In the year to 2017, there were 110,000 divorces. 3 out of 5 of them cited ‘conduct’ as the reason for the breakdown of their marriage; that is, on the current law, an accusation of adultery or unreasonable behaviour on the part of their spouse. In research by YouGov in 2015, 27% of those initiating the divorce said that they had made up the allegations. This manipulation of the truth for the sake of a legal construct does nothing to preserve the remnant of a relationship, particularly if there are children involved. Not knowing just how unreasonable ‘unreasonable behaviour’ must be, encourages petitioners to throw at it the kitchen sink! This now particularly resonates following the unhappy experience of Tini Mills in the Supreme Court this year who was unable to get her divorce from husband Hugh for want of strong enough reasons.
The Government admits that conduct arguments do not serve the public interest and can be damaging for children; parties ought to be looking forward and not backwards. The proposal is to change the law and remove the fault-based reasons for divorce and replace it with a simple (potentially joint) application process. They will retain the same ground as is currently – that the marriage has broken down irretrievably.
There is also a proposal to remove the possibility of defending/opposing the divorce. Many respondents choose to defend because they object to the reasons given for the marriage breakdown, but still acknowledge that there had been a breakdown. If one party believes the marriage is over, it generally is. In reality, only 2% of respondents last year actively pursued a defence; presumably, legal advice about the cost and prospect of success dissuaded the others.

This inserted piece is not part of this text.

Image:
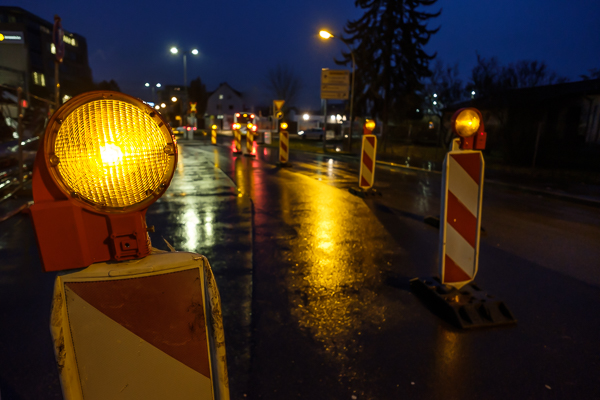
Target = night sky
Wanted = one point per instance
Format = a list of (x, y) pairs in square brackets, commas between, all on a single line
[(239, 41)]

Alistair and Shula have now come to their senses and agreed on a way forward. It has taken a long time, involved much middle-class harrumphing and soul-searching, but now Alistair will be the Petitioner and Shula will take it on the chin. If the Government implement the proposals for reform, they will be able to petition jointly without raising behaviour (even if it really is Alistair’s fault – his gambling and debt was the final straw!).